Questions posed to 3rd Hampshire District candidates have been searching and useful in bringing out their interests and attitudes, and yet on one night there were no questions on this important social issue that continues to stand at the center of so much of our community’s life.
Is the racial climate just a question for the interests of a district’s minority population?
I don’t think so.
If you are a reader of the letters column in the Gazette, you’re likely familiar with the continual raising up of Black Lives Matter, and bullying, and the Confederate battle flag, and America’s world leadership in prison incarceration. Though many of us have followed the issues of legalization of marijuana and, more recently, those around opioid addiction, it has been African-Americans, Latinos and Latinas who have been disproportionately criminalized in both these cases, despite all the research showing that their use is no different than that of the majority community.
While these are issues particularly painful in the black community, they affect the larger community. Eighty years after we learned to back away from the Prohibition that criminalized the drinking of alcohol, we’re still locking up hundreds of thousands of white people over drug laws established mainly to criminalize Chinese, blacks and Latinos. The New Jim Crow has been aimed at African-Americans, but it has wreaked havoc on the white community as well.
Is there any doubt we are finally beginning to see opioid addiction as a public health issue, as they do in Europe, since it has become more visibly a white problem?
What has this to do with the election of a state representative in the 3rd Hampshire District?
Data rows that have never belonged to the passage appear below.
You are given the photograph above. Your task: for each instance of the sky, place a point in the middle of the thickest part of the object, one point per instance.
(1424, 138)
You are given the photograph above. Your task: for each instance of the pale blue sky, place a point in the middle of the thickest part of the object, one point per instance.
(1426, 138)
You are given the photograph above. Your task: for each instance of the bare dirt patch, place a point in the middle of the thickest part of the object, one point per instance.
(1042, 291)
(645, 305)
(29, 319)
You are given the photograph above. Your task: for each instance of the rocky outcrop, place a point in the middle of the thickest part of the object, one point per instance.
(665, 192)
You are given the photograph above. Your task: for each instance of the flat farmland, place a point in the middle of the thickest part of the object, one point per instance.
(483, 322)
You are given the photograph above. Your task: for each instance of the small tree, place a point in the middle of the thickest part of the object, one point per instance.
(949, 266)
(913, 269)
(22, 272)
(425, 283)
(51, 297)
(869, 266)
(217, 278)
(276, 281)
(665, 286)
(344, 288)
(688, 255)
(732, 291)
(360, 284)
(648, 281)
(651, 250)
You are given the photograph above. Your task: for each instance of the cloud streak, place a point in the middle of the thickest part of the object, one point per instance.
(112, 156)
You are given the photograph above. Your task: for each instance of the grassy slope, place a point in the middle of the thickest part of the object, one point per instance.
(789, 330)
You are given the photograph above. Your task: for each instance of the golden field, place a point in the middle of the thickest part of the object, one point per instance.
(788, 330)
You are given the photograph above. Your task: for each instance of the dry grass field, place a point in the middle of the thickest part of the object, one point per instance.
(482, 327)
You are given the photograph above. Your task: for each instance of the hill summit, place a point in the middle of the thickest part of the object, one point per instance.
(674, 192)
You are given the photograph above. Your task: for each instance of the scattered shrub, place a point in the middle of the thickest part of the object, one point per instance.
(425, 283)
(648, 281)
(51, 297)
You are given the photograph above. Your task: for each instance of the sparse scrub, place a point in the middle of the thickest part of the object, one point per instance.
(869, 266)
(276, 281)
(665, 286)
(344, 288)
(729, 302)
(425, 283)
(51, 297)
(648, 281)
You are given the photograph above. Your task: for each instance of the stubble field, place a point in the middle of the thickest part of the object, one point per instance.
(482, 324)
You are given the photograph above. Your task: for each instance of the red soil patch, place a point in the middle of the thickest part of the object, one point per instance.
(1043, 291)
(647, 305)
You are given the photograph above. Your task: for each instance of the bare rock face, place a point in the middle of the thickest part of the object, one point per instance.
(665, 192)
Massachusetts is the state whose legislature, four years back, created a “three strikes” law, one of the great motors of America’s mass incarceration, the same year California’s voters were beginning to back away from their original three strikes law, as a concept that has largely failed to do what was intended.
And what about bullying in our schools? Hasn’t this been a painful racial issue as long as it has been one of gender orientation? Doesn’t it continue to be?
The issue of immigration was raised by one of the candidates one night, without any reference to race, and surely that was in order to avoid inflaming an already troubling situation. But isn’t race the heart of our immigration controversy? It isn’t fear of the large number of undocumented Irish in Massachusetts that animates the politics of our immigration concerns.
We would much rather talk about almost any other issue than our nation’s still-virulent original fault lines of race, even though these lines run through the 3rd Hampshire District and the state.
They won’t go away until we put them away by continuing to face them publicly.
In terms of race, the 3rd Hampshire District is undoubtedly a much friendlier place to live in than some other parts of the United States, but we have not reached the colorblind Valhalla yet, despite the fact that so many here continue to work for it. The commonwealth needs representatives in its Legislature who understand social injustice and are committed to addressing it.
Many of us would like to know where our candidates stand on the state’s three strikes law, and the conversion of our criminalizing drug laws into public health initiatives.
Our social climate is as crucial to our future as our atmospheric climate. We will not make the progress we need toward a viable future without addressing both.
Gary Michael Tartakov lives in Amherst.